ルネッサンス期に入るとワイン文化も復興する。その中心となったのはトスカーナで、品質の高いワインが造られ、産地の名声が高まった。ワインついての興味深い言及も増えてくる。16世紀の歴史家、地理学者でローマ教皇パウルス3世のワイン担当者でもあったサンテ・ランチェリオはモンテプルチャーノのワインを賛美する言葉を残している。16世紀末の医者、哲学者で作家であったアンドレア・バッチはワインの薬用を示した著作をしたためている。17世紀末に医者、自然学者で詩人でもあったフランチェスコ・レーディの詩集「トスカーナのバッカス」にはワインについての言及が多くある。これらの著作はワインについての関心が高まっていることを伝えると同時に、ワインが単に日常の食事の一部というだけでなく、喜びを与えてくれる文化的産物であるという理解が浸透しつつあることを示している。

1716年にはトスカーナ大公コジモ3世がキアンティ、ポミーノ、カルミニャーノ、ヴァルダルノ・ディ・ソプラの生産地の線引きを行ったが、これは原産地呼称制度の最初の例で、産地がワインの品質に大きな影響を与えるという認識が共有されていたことがわかる。

1773年にシチリア島マルサラでイギリス人、ジョン・ウッドハウスで酒精強化ワインを生産し、世界的成功を収め、マルサラ酒はシチリアにとって大きなビジネスとなる。

1861年にはサヴォイア王家によりイアリアが統一され、近代国家イタリア王国が誕生する。その前後にワイン界でも活発な動きが出てくる。バローロ地区一帯の領主であったジュリエット・コルベール伯爵夫人と後にイタリア王国初代首相となるカミッロ・カヴール伯爵はフランスの醸造家ルイ・ウダールの力を借り、それまではやや甘口であったバローロを長期熟成辛口赤ワインとして生まれ変わらせ、「ワインの王、王のワイン」としての名声を築く。

1870年前後にはトスカーナのキアンティ地方でベッティーノ・リカーゾリ男爵が、今日のキアンティのベースとなる品種構成を定める。

1888年にはモンタルチーノのグレッポ農園でフェッルッチョ・ビオンディ・サンティにより長期熟成赤ワインのブルネッロが誕生する。

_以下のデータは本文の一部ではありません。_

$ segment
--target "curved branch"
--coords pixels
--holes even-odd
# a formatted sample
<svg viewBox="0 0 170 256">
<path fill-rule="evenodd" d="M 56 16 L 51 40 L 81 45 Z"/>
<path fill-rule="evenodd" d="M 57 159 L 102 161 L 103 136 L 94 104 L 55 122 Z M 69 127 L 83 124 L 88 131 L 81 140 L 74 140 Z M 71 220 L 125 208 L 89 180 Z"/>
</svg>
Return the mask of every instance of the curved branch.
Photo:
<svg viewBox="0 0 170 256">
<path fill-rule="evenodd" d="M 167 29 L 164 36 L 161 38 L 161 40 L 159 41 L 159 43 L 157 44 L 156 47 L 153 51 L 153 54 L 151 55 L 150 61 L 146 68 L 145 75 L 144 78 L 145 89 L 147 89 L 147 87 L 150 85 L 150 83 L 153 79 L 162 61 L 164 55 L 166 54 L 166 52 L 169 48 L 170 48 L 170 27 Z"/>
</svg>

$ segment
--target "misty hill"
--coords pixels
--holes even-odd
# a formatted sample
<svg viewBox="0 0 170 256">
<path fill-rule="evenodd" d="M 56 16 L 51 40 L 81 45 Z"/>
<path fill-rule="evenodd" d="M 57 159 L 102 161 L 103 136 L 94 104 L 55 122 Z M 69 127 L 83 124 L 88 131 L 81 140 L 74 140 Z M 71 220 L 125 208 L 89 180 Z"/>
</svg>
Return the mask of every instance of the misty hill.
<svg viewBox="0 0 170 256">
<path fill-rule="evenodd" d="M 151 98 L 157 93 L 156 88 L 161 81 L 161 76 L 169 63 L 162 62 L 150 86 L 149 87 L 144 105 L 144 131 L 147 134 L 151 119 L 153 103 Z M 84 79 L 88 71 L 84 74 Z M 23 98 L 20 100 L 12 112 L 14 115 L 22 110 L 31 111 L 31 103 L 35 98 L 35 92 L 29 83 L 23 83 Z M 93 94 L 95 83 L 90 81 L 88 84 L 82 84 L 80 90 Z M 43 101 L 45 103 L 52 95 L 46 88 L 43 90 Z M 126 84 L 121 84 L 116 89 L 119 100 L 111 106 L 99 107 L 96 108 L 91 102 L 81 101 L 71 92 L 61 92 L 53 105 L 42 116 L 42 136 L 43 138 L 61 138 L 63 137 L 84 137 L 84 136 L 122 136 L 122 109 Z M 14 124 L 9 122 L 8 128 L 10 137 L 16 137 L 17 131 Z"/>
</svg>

19世紀半ばにはカルロ・ガンチャがピエモンテでモスカートによる瓶内2次発酵スパークリングワイン造りを始め大人気となる。同じ頃ヴェネト州ではアントニオ・カルペネが今日のプロセッコの原型となるスパークリングワインを誕生させた。

このように19世紀後半のイタリアワイン界は非常に活発で、そのレベルは高く、当時ヨーロッパでよく行われていた博覧会などでもしばしば賞を得ている。 

フィロキセラによる被害

1863年に始まったヨーロッパのフィロキセラ禍によりフランスのワイン産地が壊滅的打撃を受けると、ワイン不足に陥った欧州は、フィロキセラ禍にまだ襲われていなかったイタリアに殺到し、イタリアワイン界は好景気に沸いた。ただ、アメリカ台木によるフィロキセラ対策が発見されフランスなどのワイン生産が回復すると、にわか好景気は終焉を迎え、20世紀に入ると今度はフィロキセラがイタリアの畑を襲い始めた。第1次世界、世界恐慌の影響もあり、景気が悪化、ブドウ栽培では生活ができない農民は大都市や外国に働きに出た。農村は見捨てられ、ブドウ畑は荒廃した。この時代に多くの土着品種が失われ、長年の伝統も忘れ去られてしまった。

質より量の低価格ワインから、高品質ワインを目指す

質より量の低価格ワインから、高品質ワインを目指す

第二次世界大戦後、イタリアは奇跡の経済成長を遂げる。この時代には低価格でそれなりに美味しいワインへの需要が急増し、イタリアワインは質よりも量を求める時代に入る。この時代に成功を収めていたイタリアワインは菰に巻かれたボトルのキアンティ、フルーティーでそれなりに美味しいが平凡なソアーヴェ、軽めの飲みやすいヴァルポリチェッラなどで、イタリアワインはピザ屋で飲む安酒というイメージが出来てしまった。シチリア、プーリアなどイタリア南部は相変わらずバルクワインの大量輸出を続けていた。1966年に誕生したDOCシステムも事態を大きく変えることはなかった。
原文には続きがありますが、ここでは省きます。